Synthetic video: don’t call them deepfakes
Image credit: Flawless
Synthetic video is best known for its abusive applications – deepfake pornography and disinformation. Some companies, however, are out to prove that the technology is a useful tool in video production.
Among the many ways we have become aware that AI is gnawing away at the fabric of society is in doubting the evidence of our own eyes. Deepfakes have added fuel to existing social media, disinformation and online sexual abuse bin-fires – attracting almost uniformly negative sentiment. A 2020 study by UCL researchers published in Crime Science ranked them as the most harmful AI application.

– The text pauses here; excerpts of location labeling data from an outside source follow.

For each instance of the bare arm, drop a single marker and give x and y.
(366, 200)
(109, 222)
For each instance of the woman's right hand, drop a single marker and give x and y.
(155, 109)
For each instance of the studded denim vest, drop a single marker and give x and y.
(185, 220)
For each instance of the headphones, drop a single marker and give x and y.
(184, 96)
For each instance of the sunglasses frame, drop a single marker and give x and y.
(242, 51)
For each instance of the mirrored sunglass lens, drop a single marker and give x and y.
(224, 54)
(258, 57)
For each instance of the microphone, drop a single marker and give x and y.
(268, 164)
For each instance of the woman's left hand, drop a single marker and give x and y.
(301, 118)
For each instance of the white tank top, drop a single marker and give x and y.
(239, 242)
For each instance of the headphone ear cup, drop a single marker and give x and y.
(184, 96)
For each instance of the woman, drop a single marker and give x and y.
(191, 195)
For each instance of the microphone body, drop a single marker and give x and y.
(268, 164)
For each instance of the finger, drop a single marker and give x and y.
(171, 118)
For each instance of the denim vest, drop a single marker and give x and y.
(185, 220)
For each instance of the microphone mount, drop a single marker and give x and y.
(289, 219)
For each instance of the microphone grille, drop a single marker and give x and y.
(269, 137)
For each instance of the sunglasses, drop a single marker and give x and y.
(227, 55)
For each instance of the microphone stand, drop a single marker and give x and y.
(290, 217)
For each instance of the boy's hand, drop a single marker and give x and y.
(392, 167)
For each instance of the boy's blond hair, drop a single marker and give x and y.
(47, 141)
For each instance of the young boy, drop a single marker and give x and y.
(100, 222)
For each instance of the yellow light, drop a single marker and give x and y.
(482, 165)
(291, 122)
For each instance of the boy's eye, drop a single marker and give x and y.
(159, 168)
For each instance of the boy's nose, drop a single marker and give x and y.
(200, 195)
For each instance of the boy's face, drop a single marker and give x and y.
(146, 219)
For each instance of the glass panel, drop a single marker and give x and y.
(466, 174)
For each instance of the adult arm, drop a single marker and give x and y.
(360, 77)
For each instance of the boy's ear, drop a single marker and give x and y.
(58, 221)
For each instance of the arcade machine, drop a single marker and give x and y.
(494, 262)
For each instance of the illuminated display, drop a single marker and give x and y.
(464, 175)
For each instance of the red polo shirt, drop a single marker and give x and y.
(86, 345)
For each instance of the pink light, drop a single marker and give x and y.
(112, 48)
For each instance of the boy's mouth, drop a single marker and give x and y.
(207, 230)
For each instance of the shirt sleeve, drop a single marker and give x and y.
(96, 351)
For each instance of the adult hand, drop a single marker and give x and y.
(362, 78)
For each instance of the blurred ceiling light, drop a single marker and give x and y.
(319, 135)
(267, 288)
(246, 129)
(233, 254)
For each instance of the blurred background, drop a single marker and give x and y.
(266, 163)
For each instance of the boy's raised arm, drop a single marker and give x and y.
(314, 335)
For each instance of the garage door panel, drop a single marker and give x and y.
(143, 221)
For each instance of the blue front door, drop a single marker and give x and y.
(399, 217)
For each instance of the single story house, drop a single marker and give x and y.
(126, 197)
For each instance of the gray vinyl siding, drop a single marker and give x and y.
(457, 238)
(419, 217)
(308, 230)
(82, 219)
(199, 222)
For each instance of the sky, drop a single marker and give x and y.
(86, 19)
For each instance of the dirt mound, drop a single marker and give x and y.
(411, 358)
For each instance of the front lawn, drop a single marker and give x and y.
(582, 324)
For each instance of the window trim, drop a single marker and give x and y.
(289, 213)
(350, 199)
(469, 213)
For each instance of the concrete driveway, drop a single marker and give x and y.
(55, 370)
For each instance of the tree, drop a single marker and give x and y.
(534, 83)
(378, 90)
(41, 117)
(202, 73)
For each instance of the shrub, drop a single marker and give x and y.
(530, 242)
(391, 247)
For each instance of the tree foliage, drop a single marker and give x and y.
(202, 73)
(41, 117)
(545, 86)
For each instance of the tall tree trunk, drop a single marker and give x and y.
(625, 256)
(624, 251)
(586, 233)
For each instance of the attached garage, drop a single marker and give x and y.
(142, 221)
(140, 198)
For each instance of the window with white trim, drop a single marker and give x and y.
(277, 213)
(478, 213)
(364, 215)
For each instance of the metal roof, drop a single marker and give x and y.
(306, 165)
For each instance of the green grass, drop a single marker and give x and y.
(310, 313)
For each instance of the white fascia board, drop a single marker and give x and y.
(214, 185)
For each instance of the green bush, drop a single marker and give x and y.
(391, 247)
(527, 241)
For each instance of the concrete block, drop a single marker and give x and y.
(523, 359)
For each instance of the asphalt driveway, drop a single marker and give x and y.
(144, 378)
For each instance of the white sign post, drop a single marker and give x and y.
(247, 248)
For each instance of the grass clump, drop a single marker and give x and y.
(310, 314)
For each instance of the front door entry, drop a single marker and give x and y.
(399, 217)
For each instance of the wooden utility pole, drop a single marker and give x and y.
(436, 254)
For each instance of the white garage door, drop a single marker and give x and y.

Although there is no universally agreed-upon definition, a typical deepfake uses AI to replace a person in an existing video with another. The vast majority of deepfakes are used to switch pornographic actors with celebrity women, but they have attracted popular attention as tools of political disinformation. In March, a poor-quality deepfake of President Volodymyr Zelensky announcing Ukraine’s surrender to Russia surfaced on social media for a brief round of ridicule, before being removed.
There is an argument to be made that it is abusive intent that must be policed and not the technology itself. In fact, many companies have emerged in recent years seeking to demonstrate the potential of deepfakes, and synthetic video more broadly: Deep Word, Flawless, Deepdub, Anymate Me, and others.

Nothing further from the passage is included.